(2,0) theory on circle fibrations

TL;DR

This paper explores the dimensional reduction of (2,0) theory on circle fibrations, deriving a Maxwell theory on the base manifold and extending it to a supersymmetric Yang-Mills theory incorporating geometric effects.

Contribution

It provides a detailed derivation of the Maxwell and supersymmetric Yang-Mills theories from (2,0) theory on circle fibrations, including geometric parameters and symmetries.

Findings

Derived the Maxwell theory action from (2,0) theory on circle fibrations.

Extended to a supersymmetric Yang-Mills theory with geometric terms.

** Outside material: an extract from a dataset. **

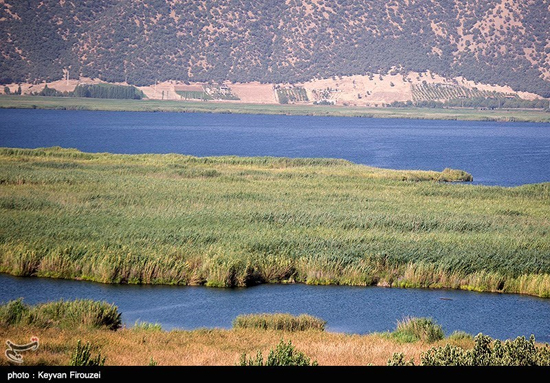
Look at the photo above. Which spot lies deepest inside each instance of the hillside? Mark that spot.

Analyzed symmetries originating from six-dimensional superconformal symmetry.

Abstract

We consider (2,0) theory on a manifold M_6 that is a fibration of a spatial S^1 over some five-dimensional base manifold M_5. Initially, we study the free (2,0) tensor multiplet which can be described in terms of classical equations of motion in six dimensions. Given a metric on M_6 the low energy effective theory obtained through dimensional reduction on the circle is a Maxwell theory on M_5. The parameters describing the local geometry of the fibration are interpreted respectively as the metric on M_5, a non-dynamical U(1) gauge field and the coupling strength of the resulting low energy Maxwell theory. We derive the general form of the action of the Maxwell theory by integrating the reduced equations of motion, and consider the symmetries of this theory originating from the superconformal symmetry in six dimensions. Subsequently, we consider a non-abelian generalization of the Maxwell theory on M_5. Completing the theory with Yukawa and phi^4 terms, and suitably modifying the supersymmetry transformations, we obtain a supersymmetric Yang-Mills theory which includes terms related to the geometry of the fibration.